The stone will be placed at Cow Wynd in Falkirk close to the line of the Antonine Wall, which was built from around 140 AD and spanned 37 miles between the Firth of Forth and the Firth of Clyde.
Featuring several references to Iron Age Scotland, the stone includes a depiction of the Deskford Carnyx, a slim trumpet-like instrument that was used to rouse fighting spirit ahead of battle.
Northern warriors attacking Roman soldiers using a horse-drawn chariot, as was the case at the Battle of Mons Graupius around AD83, are also depicted along with a piece of tartan and a broch, a type of stone tower dwelling that was unique to Scotland at that time.
Dr Louisa Campbell, fellow in archaeology at Glasgow University and consultant on the Rediscovering the Antonine Wall project, said: “This has been a great opportunity to explore new dynamics and different narratives of the Roman presence in Scotland.
“The stonemasons have done an incredible job in drawing out these wider narratives and looking at the role the Iron Age population played at the time of the Antonine Wall.
“We were really trying to flip the narrative and tell the wider story.”
The stone was created by stonemasons Luke Batchelor and Jo Crossland.
Dr Campbell said the original distance stones, which marked out the construction progress of the Roman Legions, were placed along the wall and formed part of the “propaganda artillery” of the Roman Empire.
She added: “They celebrated the conquests of the Roman army and their purpose was really to reinforce the subjugation of the local population, who were depicted as weak powerless people.
“However, what we know from the historic sources is that the Northern warriors who fought at Mons Graupius were fighting the Romans using horse-drawn chariots.

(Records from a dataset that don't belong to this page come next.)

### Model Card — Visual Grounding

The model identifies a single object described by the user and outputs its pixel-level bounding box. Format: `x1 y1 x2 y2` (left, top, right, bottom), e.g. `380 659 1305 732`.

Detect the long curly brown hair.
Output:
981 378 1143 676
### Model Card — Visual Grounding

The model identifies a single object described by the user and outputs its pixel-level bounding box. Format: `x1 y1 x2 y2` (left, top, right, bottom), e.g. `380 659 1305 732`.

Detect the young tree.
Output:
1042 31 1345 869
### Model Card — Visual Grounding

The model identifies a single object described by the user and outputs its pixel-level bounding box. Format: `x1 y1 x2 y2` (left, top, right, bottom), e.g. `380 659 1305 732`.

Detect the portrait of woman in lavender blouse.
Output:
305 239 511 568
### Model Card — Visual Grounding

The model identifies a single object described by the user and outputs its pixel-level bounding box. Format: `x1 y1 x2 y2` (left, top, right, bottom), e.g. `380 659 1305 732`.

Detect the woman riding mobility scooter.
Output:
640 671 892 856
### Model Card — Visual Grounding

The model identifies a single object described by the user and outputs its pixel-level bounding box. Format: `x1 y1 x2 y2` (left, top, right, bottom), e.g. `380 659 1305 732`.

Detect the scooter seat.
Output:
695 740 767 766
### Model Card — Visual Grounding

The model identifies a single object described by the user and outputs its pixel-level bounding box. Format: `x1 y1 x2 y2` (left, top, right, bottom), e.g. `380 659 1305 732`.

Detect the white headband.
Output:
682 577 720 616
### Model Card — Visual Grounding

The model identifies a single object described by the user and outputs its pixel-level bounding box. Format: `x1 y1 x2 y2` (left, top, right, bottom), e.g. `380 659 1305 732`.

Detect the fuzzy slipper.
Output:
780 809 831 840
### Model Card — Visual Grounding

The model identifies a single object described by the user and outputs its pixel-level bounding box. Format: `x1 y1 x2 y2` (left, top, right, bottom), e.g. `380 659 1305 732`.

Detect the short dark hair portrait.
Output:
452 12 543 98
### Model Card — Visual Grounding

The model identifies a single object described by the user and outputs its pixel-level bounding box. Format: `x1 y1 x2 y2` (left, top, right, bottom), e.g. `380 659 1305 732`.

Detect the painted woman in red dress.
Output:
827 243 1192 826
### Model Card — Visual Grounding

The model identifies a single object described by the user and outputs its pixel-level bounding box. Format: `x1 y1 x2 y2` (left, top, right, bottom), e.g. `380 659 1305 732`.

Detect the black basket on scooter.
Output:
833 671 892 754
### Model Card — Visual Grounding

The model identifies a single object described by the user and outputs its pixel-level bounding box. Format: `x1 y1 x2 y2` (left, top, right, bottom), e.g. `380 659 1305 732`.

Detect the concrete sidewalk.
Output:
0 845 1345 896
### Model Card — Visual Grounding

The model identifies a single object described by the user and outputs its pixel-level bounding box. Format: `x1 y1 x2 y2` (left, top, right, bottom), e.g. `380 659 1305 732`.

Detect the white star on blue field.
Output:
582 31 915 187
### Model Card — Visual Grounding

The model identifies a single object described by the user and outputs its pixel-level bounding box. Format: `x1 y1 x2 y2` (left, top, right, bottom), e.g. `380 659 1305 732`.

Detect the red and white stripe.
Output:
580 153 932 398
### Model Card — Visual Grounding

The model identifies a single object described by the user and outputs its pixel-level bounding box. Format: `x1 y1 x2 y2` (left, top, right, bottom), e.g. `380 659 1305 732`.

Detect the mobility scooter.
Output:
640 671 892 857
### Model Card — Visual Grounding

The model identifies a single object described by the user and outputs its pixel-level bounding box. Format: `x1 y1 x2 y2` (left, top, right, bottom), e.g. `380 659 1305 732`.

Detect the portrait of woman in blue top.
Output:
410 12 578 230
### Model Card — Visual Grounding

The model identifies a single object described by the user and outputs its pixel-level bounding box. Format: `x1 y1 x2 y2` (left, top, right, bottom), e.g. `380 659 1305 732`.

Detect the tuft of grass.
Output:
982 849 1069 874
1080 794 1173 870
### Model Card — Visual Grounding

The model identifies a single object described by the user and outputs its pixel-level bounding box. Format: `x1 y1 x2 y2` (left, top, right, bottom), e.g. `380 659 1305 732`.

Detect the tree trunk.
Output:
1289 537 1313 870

“We are accustomed to seeing well represented scenes of Roman cavalry riding down these Northern warriors but what we wanted to do was understand the local perspectives rather than focus on the dominating Roman narrative.”
The Battle of Mons Graupius was fought somewhere in the North East with Roman accounts suggesting that up to 10,000 Northern warriors were killed in the mass clash, although some doubt exists over the accuracy of the figures.
The Rediscovering the Antonine Wall project is a collaboration of the five local authorities through which the Wall runs – West Dunbartonshire, Glasgow City, East Dunbartonshire, North Lanarkshire and Falkirk – along with Historic Environment Scotland, and the core work is funded by the National Lottery Heritage Fund and LEADER.
Four replica distance stones have also been created as part of the project and will be placed close to the line of the wall in due course.
Dr Campbell said: “The project is intended to reach out to local communities and enable them to celebrate and discover the Antonine Wall in meaningful ways to them. Some want to regenerate local spaces, while others have been running community based events .
“I think people have really started to recognise the significance of the wall and are really good at seeing these broader narratives that surround it.”
Dr Campbell said another feature of the new distance stone was English text rather than the “very prescriptive abbreviated Latin” found on the originals with hopes this will further open up the monument to local people.
Breakthrough research by Dr Campbell earlier found that the distance stones of the Antonine Wall were originally painted in vivid colours with red used to paint both the cloaks of Roman officers and drops of blood of their captives with shades of ochre used to build up skin tones.
At its peak, up to 7,000 men were stationed along the Antonine Wall in seventeen forts and several smaller enclosures. It was abandoned by the Romans after around 20 years.